"Oh, and the Constitutional issue has already been resolved - the courts have consistently found that so long as only general imaging is being gathered, nobody has a reasonable expectation of privacy in traversing highways or any private area open to the general public."
Perhaps there is a need for some "Constitutional revision", such as this:
Citizens protected by this Constitution possess an inalienable right to privacy in their persons, businesses, and homes, and while they are in public.
It shall be a violation of this Constitution for the United States or for the several States to violate or invade the individual privacy of citizens by use of physical, mechanical, or electronic means or by the use of devices on land, on water, below the ground, or from the air.
This protection shall extend to all lawful communications and acts by an individual citizen or between two or more citizens, including content that is spoken, written, or electronically transmitted. It shall extend to citizens regardless of their location, whether in private or in public.
The only exceptions will be as governed by the Fourth Amendment of this Constitution.
I hear ya'. Frequently the issue non-lawyers run into when addressing public policy or legislation is that we tend to try to structure the language of the objective sought either too broadly or too narrowly. Laws are viewed in both senses but not at the same time.
For example law prohibiting unreasonable search-and-seizure are interpreted narrowly to include possessions in a vehicle - but then law enforcement considers "large amounts of cash" as "possible contraband". Therefore using the broad interpretation of commerce law, they could then seize privately held cash when being transported because the reason for the possession of the cash was suspect and subject to prohibition of transporting contraband across state lines.
One narrow Constitutional provision entitles us to be free from search and seizure but in the above case, the broader interpretation of the greater common good contained in Commerce Law supersedes the right to freedom from search and seizure. The ruling turned on the term "reasonable".
Law enforcement requires certain levity to search and seize things and to intrude on privacy for the "greater common good". The entire scope of that Constitutional entitlement forms the demarcation for any legislation or amendment to the Constitution.
If it's too broad or too narrow to be implemented without conflicting with some other stipulated feature of the Constitution, local, state or federal law, courts will strike it down.

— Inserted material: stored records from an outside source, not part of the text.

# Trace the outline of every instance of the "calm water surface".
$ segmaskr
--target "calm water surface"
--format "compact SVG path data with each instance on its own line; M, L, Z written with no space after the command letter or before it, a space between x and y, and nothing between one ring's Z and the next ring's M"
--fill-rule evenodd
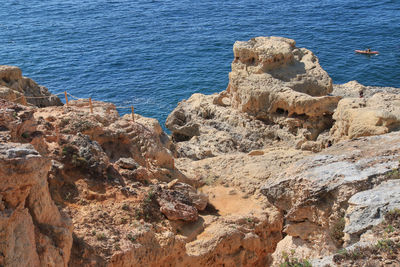
M236 40L284 36L335 83L400 87L400 1L7 0L0 64L164 123L179 101L224 90ZM354 54L370 47L379 56ZM120 110L121 113L128 112Z

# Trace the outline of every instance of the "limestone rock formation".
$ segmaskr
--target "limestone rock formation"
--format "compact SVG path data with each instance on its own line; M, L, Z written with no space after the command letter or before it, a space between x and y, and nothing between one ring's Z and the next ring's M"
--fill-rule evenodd
M334 265L398 206L399 89L332 91L290 39L236 42L227 89L180 102L172 138L111 103L26 106L39 87L0 77L0 265Z
M397 179L400 178L397 176ZM353 244L361 234L381 223L386 213L400 208L400 180L388 180L370 190L359 192L348 203L347 223L343 232L345 241Z
M44 160L35 151L35 155L42 161L26 164L29 168L40 166L43 170L37 167L38 172L43 177L38 182L41 187L33 182L29 186L22 185L25 191L29 191L32 186L35 191L32 189L31 192L37 193L35 197L25 196L27 204L21 204L21 207L32 203L30 216L34 224L37 220L43 229L34 235L27 235L32 237L27 242L36 240L37 244L32 243L31 249L26 246L25 252L18 252L24 253L24 257L33 255L37 259L21 256L21 265L16 266L40 266L46 265L47 261L53 261L56 266L68 263L72 244L71 229L67 231L68 239L59 223L57 208L54 210L54 204L52 207L47 204L48 201L54 200L58 206L63 207L62 211L70 216L75 226L70 266L84 266L92 259L96 264L102 264L119 251L113 247L114 241L103 239L109 229L113 230L112 236L125 238L129 229L127 218L164 220L157 204L152 199L148 201L144 198L148 184L159 180L169 182L172 177L184 180L184 176L174 169L173 153L168 149L169 138L156 120L136 115L135 122L132 122L131 116L119 117L112 104L93 104L94 113L91 114L87 101L71 101L68 106L37 109L0 100L0 139L4 142L29 142L40 154L51 159ZM13 148L10 151L19 151L18 144L10 146ZM25 163L20 162L22 164ZM24 169L14 169L11 178L18 181L16 177L22 175ZM3 170L7 168L2 166ZM33 179L35 174L32 175ZM3 173L0 177L3 177ZM51 197L46 180L49 182ZM8 195L5 197L8 198ZM122 212L116 213L115 201L121 199L126 201L125 206L119 204L118 209ZM103 209L97 210L100 203L103 203ZM131 203L132 208L129 208ZM95 218L99 225L95 225L94 221L91 225L87 224L88 212L92 212L89 213L91 218ZM103 218L104 212L115 216L108 221L110 217ZM14 225L26 225L23 220L24 217L16 218ZM52 221L51 225L49 220ZM91 234L92 227L98 235ZM36 229L33 226L30 228L32 233ZM30 228L27 227L28 230ZM51 243L56 248L48 245ZM36 246L43 248L43 251L38 249L39 252L36 252ZM57 246L60 247L59 251L55 251ZM90 251L93 258L85 254L87 251ZM61 258L54 255L61 255ZM60 259L65 262L60 263ZM8 258L6 260L9 261ZM24 262L27 265L23 265Z
M332 139L352 139L400 130L400 94L375 93L371 97L346 98L333 115Z
M161 178L165 177L162 172L174 171L173 154L168 149L169 138L156 120L136 115L133 123L130 115L119 117L113 104L98 101L93 101L93 110L91 114L88 101L70 101L68 107L40 109L35 112L35 118L41 122L38 128L44 135L52 136L47 138L49 143L54 141L54 137L57 138L55 135L58 131L59 142L65 148L64 154L71 152L73 156L74 149L71 147L71 151L66 151L69 150L66 146L75 146L76 157L85 158L89 165L107 161L102 167L105 169L121 158L131 158L140 166L164 169L154 170L153 178L157 173ZM96 154L95 150L97 154L104 153L101 157L107 159L99 160L96 157L90 161L89 157ZM93 170L92 166L89 167ZM141 172L139 169L131 171L137 175ZM150 179L150 176L146 179Z
M0 103L2 140L30 142L51 158L51 197L74 225L69 266L270 261L281 239L276 209L241 193L229 213L209 207L206 192L185 183L200 184L176 168L155 120L133 122L97 101L93 113L83 100L40 109Z
M275 257L282 249L298 247L303 257L335 251L343 242L349 199L389 179L387 174L398 167L399 141L395 132L341 142L294 163L276 181L266 182L262 193L286 214L287 236L278 244Z
M180 157L203 159L232 153L249 152L272 144L278 133L262 121L228 107L213 104L216 95L194 94L179 103L168 116L166 125L172 130Z
M233 46L228 93L232 106L258 118L278 110L322 117L333 113L332 80L309 50L281 37L256 37Z
M236 42L229 85L219 95L194 94L168 116L178 154L202 159L250 152L284 140L321 150L318 136L332 126L340 96L328 95L332 80L309 50L286 38ZM200 145L202 144L202 145ZM203 146L204 145L204 146Z
M22 105L27 103L38 107L62 105L61 100L52 95L46 87L23 77L21 69L16 66L0 66L0 97Z
M365 86L357 81L350 81L344 84L334 84L332 95L341 96L343 98L369 98L377 93L400 94L400 88L395 87L380 87L380 86Z
M51 199L50 161L32 145L0 144L0 265L67 266L72 225Z

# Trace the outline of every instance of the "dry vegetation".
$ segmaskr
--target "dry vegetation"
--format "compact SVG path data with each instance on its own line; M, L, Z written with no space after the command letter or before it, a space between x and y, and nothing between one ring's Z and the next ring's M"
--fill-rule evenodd
M341 266L399 266L400 209L389 211L385 221L372 229L378 241L374 245L340 250L333 257Z

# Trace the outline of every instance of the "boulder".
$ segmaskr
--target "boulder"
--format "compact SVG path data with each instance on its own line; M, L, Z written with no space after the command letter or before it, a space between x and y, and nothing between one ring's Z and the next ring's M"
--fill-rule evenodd
M8 88L8 89L7 89ZM32 79L23 77L16 66L0 66L0 97L23 105L61 106L61 100Z
M334 140L384 134L400 129L400 94L379 92L369 98L345 98L333 114Z
M191 185L174 180L157 188L157 202L169 220L196 221L198 211L207 206L208 196Z
M177 190L183 193L193 204L193 206L202 211L207 207L208 196L204 193L197 191L193 186L185 183L176 183L170 187L170 189Z
M160 211L169 220L183 220L194 222L198 219L197 209L190 199L176 190L163 189L157 194Z

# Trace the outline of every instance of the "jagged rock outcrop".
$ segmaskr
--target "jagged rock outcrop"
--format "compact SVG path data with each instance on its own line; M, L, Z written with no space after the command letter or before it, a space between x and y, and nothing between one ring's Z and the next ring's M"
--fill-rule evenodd
M274 132L246 113L213 104L216 95L194 94L179 103L166 125L173 131L180 157L202 159L236 151L248 152L272 144Z
M344 84L334 84L332 91L332 95L341 96L343 98L359 98L360 96L369 98L377 93L400 94L400 88L365 86L357 81L350 81Z
M229 214L207 208L207 194L184 183L199 185L175 167L174 146L157 121L119 117L97 101L93 113L82 100L41 109L1 103L0 136L31 142L52 159L51 197L74 225L69 266L270 261L281 215L244 196L238 203L246 207Z
M169 150L173 150L173 147L157 120L136 114L133 122L130 115L119 117L113 104L98 101L93 101L93 110L91 114L88 101L79 100L70 101L65 107L37 110L34 116L40 123L37 128L46 136L48 144L59 139L64 156L71 154L72 157L75 154L77 158L85 158L85 163L89 165L107 161L103 169L121 158L131 158L138 168L124 173L148 180L154 177L166 179L166 173L170 172L170 176L179 175L178 172L173 174L174 158ZM78 134L81 134L80 137ZM76 153L72 153L73 146ZM50 145L48 147L51 149ZM101 157L107 157L107 160L98 160L96 157L92 162L89 157L99 153L104 153ZM116 167L119 165L116 164ZM154 170L150 174L139 166L154 166ZM92 167L90 169L93 170Z
M72 224L51 199L51 163L32 145L0 144L0 265L67 266Z
M333 114L333 140L352 139L400 130L400 94L342 99Z
M366 191L353 195L346 211L346 226L343 230L344 240L353 244L367 230L384 220L384 215L400 208L400 175L397 180L388 180Z
M62 105L61 100L46 87L23 77L21 69L16 66L0 66L0 98L37 107Z
M332 91L290 39L235 43L228 88L179 103L172 140L110 103L24 106L40 87L0 77L19 98L0 99L0 265L276 266L368 239L398 205L398 89Z
M278 37L236 42L233 50L226 91L194 94L168 116L180 156L250 152L273 140L301 148L332 126L341 97L328 95L332 80L311 51ZM321 150L325 139L304 149Z
M292 115L322 117L332 114L337 97L332 80L317 57L295 41L281 37L256 37L233 46L229 74L231 104L255 117L283 110Z
M398 167L399 144L397 132L342 142L294 163L277 180L265 183L261 192L285 213L287 236L275 257L296 248L301 248L299 257L335 251L343 242L349 199L390 178L387 174Z

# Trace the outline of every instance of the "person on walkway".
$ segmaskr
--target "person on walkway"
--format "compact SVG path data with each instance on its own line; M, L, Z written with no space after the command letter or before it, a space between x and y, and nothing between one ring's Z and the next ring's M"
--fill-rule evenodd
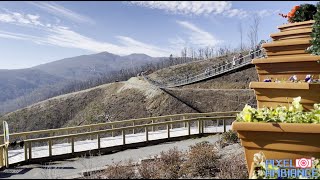
M256 46L256 56L259 57L261 54L260 45Z
M251 59L253 59L254 58L254 51L253 51L253 49L250 49L250 56L251 56Z
M232 66L235 66L235 65L236 65L236 59L237 59L237 57L234 55L234 56L233 56L233 59L232 59Z
M242 53L239 54L238 59L239 59L239 64L242 64L242 61L243 61Z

'Can't permit absolute freedom from search or observation or your law enforcement forces become crippled and feckless. Go too far in the other direction and we have a police state where nobody has any privacy at all.
Because of the expansion of technology largely and increasingly laws are playing catch-up with capabilities. Too often, what is possible technologically far exceeds the scope of precedent law to define what is permissible or prohibited legally.
So in regard to public observation of private persons and vehicles. We are on the upward slope of a parabola tracing technological advances and so we live in a time like no other - where almost literally every day, we are as individuals and as a culture confronted by circumstances in which legal boundaries are not well defined about what is or is not permitted.
Hopefully future generations will live with less daily uncertainty in their lives but our fortune is to be caught like bugs in amber in a time when uncertainty is the order of the day. We must learn to accept it or be driven mad, but we certainly don't have to like it.